My friend John travels widely in the New York-New England area, always on the lookout for special foods and food related ideas. It was on one of his rambles that he encountered a cassata. Sometimes known as a Cassata alla Siciliana, it's a kind of cake that hails from Palermo, Sicily, where it was introduced during a period of Arab rule. John became intrigued after his wife noticed one in the pastry case of La Trattoria in Gloucester, which gets them frozen from Italy. He went down the street to a Sicilian bakery where he inquired of the baker how he might make one himself.
The man scoffed haughtily at the very idea and said in effect, "This is a job for trained professionals; don't attempt it at home." Challenged, John examined a slice of the imported cassata for structure and tasted it for ingredients. It's made of layers of sponge cake, the inner one cut out to hold a load of cannoli filling made from sweetened ricotta cheese and small chocolate chips. The dessert is edged with a thick layer of green tinted marzipan, topped with fondant, and decorated with candied fruit.
He made one for Annette's birthday, but wasn't happy with the results. In his words, "It tasted good, but there were structural and aesthetic failures..." He'd tried to make it in three layers, cutting the center out of the middle layer, which cracked under the load of the filling. He was disappointed in both the marzipan and the fondant. Annette considered it a great cake, but even as we enjoyed it, John's mind was back at the drawing board.
He made a second one for his company Christmas party. Learning from his mistakes, he baked two layers of cake instead of three, splitting one in half to go on above and below the whole layer he used for the filled ring. He held everything together in a springform pan and froze it solid to make it less fragile. He made the marzipan sheet to go around the outside of the cake ahead of time and had the fondant frosting ready to go.

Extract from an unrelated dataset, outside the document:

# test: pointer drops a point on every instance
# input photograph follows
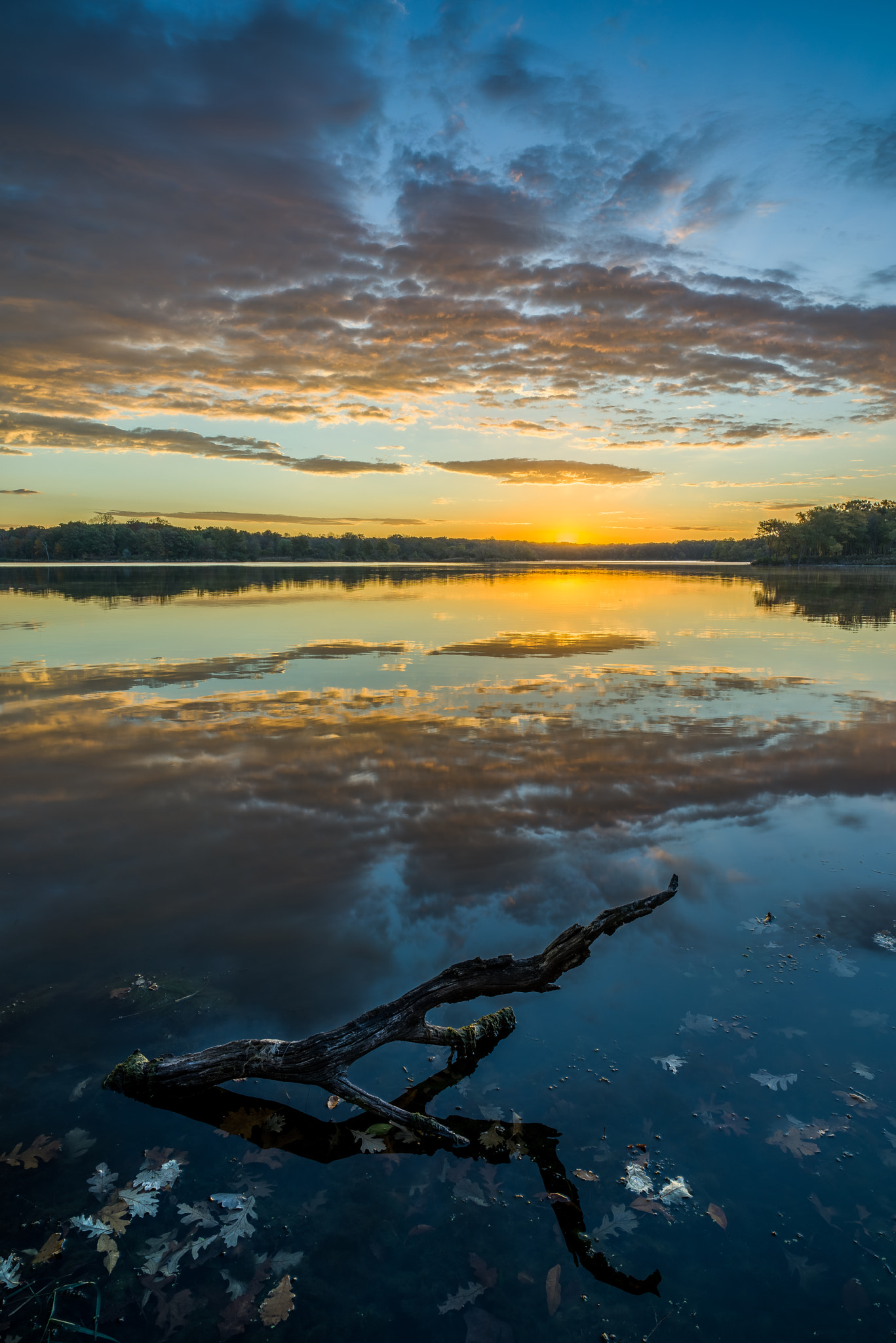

John considered himself on a learning curve, and when evaluating his second cake, he decided he wasn't proficient yet. The marzipan belt that would constitute the outer edge wouldn't adhere to the side of the cake and cracked when he tried to move it. The fondant was too thin and came out crackly. In John's words, "I knew I wasn't there yet."
Sometime later he was in Boston's North End and stopped into Maria's Pastry Shop and asked the owner questions. Maria saw he was serious and didn't scoff. John said, "She told me the trick about using the excess fondant as an adhesive for the marzipan. That was the last clue I needed."
Armed with a little professional advice and a whole lot of pluck, John attempted the cake a third time. This time he got the fondant to a good consistency and flavored it with a couple of tablespoons of maraschino liqueur, a spirit he also used to lace the cannoli filling. He held the layers together with apricot glaze mixed with rum.
I was there at the last moment. He'd shaved a whole candied citron with a vegetable peeler and cut the edges with a ravioli wheel to make crowns to hold candied cherries. We placed them around the cake. The result was a thing of beauty.
Cassata bakers seldom follow the dictum, "Less is more," and when piling on the decorations, many go for baroque. John had some small bits of assorted candied fruit he might have sprinkled like jewels in the center of the surface, but not being as bold as he, I feared that if the pattern wasn't to our liking, we couldn't move them without messing up the perfect gloss of the fondant. We declared the work complete.
We sampled the creation with cups of steaming tea. I thought it was perfection, but John continues to scheme. He said, "If I were to do it again, I would make a few more improvements. I would roll the marzipan a little thinner, use fewer chocolate chips in the filling, make the whole thing thinner by using nine-inch rounds instead of eight-inch ones. I still need more practice with the fondant. I want a thinner layer on top."
He gave me some of the cake to take home, and Annette and I torpedoed our winter diet by having slices the next morning with our breakfast coffee. After all John's achievement of a successful cassata wasn't an event to be ignored.